News
Aceh Alami 1.556 Gempa Sepanjang 2025, Terbesar Magnitudo 6,3
01 Januari 2026 14:55
Aceh diguncang 1.556 gempa bumi sepanjang tahun 2025, dengan magnitudo terbesar mencapai 6,3. Data dari BMKG Stasiun Geofisika Aceh Besar menunjukkan bahwa 75 di antaranya dirasakan oleh warga. Gempa terbanyak terjadi pada bulan September dengan 239 kejadian dan Oktober dengan 218 kejadian.
Kepala Stasiun Geofisika Aceh Besar, Andi Azhar Rusdin, menekankan pentingnya kesiapsiagaan masyarakat menghadapi potensi gempa susulan. Status Gunung Burni Telong yang kini masuk dalam kategori level siaga menambah urgensi kewaspadaan.
Rincian Gempa di Aceh Tahun 2025
- Total gempa: 1.556 kejadian
- Gempa dirasakan: 75 kejadian
- Magnitudo terbesar: 6,3
- Kedalaman terdalam: 222 km
- Bulan dengan gempa terbanyak: September (239 kejadian) dan Oktober (218 kejadian)
Andi Azhar Rusdin mengimbau masyarakat untuk tetap waspada dan siap menghadapi potensi gempa susulan. Ia juga menekankan bahwa setiap gempa merupakan pengingat bahwa Aceh berada di wilayah aktif seismik, yang menuntut kesiapsiagaan bersama tanpa menumbuhkan kekhawatiran berlebih.
Kesiapsiagaan dan Edukasi
- Kewaspadaan: Masyarakat diimbau untuk selalu siap menghadapi gempa susulan.
- Edukasi: Pentingnya pemahaman tentang karakteristik gempa bumi di Aceh.
- Kesiapsiagaan Bersama: Kerja sama antara pemerintah, BMKG, dan masyarakat untuk meningkatkan kesiapsiagaan.
Dengan status Gunung Burni Telong yang kini siaga, kewaspadaan dan kesiapsiagaan menjadi lebih penting untuk meminimalisir dampak yang mungkin terjadi.
Dampak dan Langkah ke Depan
- Dampak Sosial: Gempa dapat mempengaruhi kehidupan sehari-hari warga Aceh.
- Dampak Ekonomi: Potensi kerusakan infrastruktur dan gangguan aktivitas ekonomi.
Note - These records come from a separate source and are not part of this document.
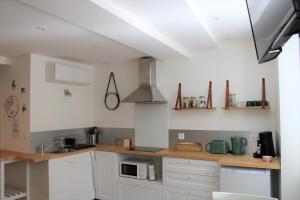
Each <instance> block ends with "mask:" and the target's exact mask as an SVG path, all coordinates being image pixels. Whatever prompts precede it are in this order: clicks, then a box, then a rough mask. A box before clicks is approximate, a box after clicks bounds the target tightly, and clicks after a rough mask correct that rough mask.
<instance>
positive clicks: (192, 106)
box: [190, 97, 197, 108]
mask: <svg viewBox="0 0 300 200" xmlns="http://www.w3.org/2000/svg"><path fill="white" fill-rule="evenodd" d="M196 105H197V97H190V107H191V108H196Z"/></svg>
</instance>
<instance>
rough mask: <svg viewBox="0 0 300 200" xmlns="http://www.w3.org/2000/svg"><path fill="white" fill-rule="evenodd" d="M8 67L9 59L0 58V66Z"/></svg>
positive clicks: (0, 57) (2, 56)
mask: <svg viewBox="0 0 300 200" xmlns="http://www.w3.org/2000/svg"><path fill="white" fill-rule="evenodd" d="M1 65H2V66H10V65H11V62H10V59H9V58H7V57H4V56H0V66H1Z"/></svg>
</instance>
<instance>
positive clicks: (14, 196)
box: [4, 186, 26, 200]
- Langkah ke Depan: Peningkatan infrastruktur tahan gempa dan program edukasi masyarakat.
Dengan memahami karakteristik gempa bumi di Aceh, masyarakat dapat lebih siap dan tangguh menghadapi potensi bencana di masa depan.
Kesimpulan
Aceh sebagai wilayah aktif seismik memerlukan kesiapsiagaan dan edukasi yang berkelanjutan. Data gempa tahun 2025 menjadi pengingat pentingnya kerja sama semua pihak untuk meminimalisir dampak bencana dan meningkatkan ketahanan masyarakat.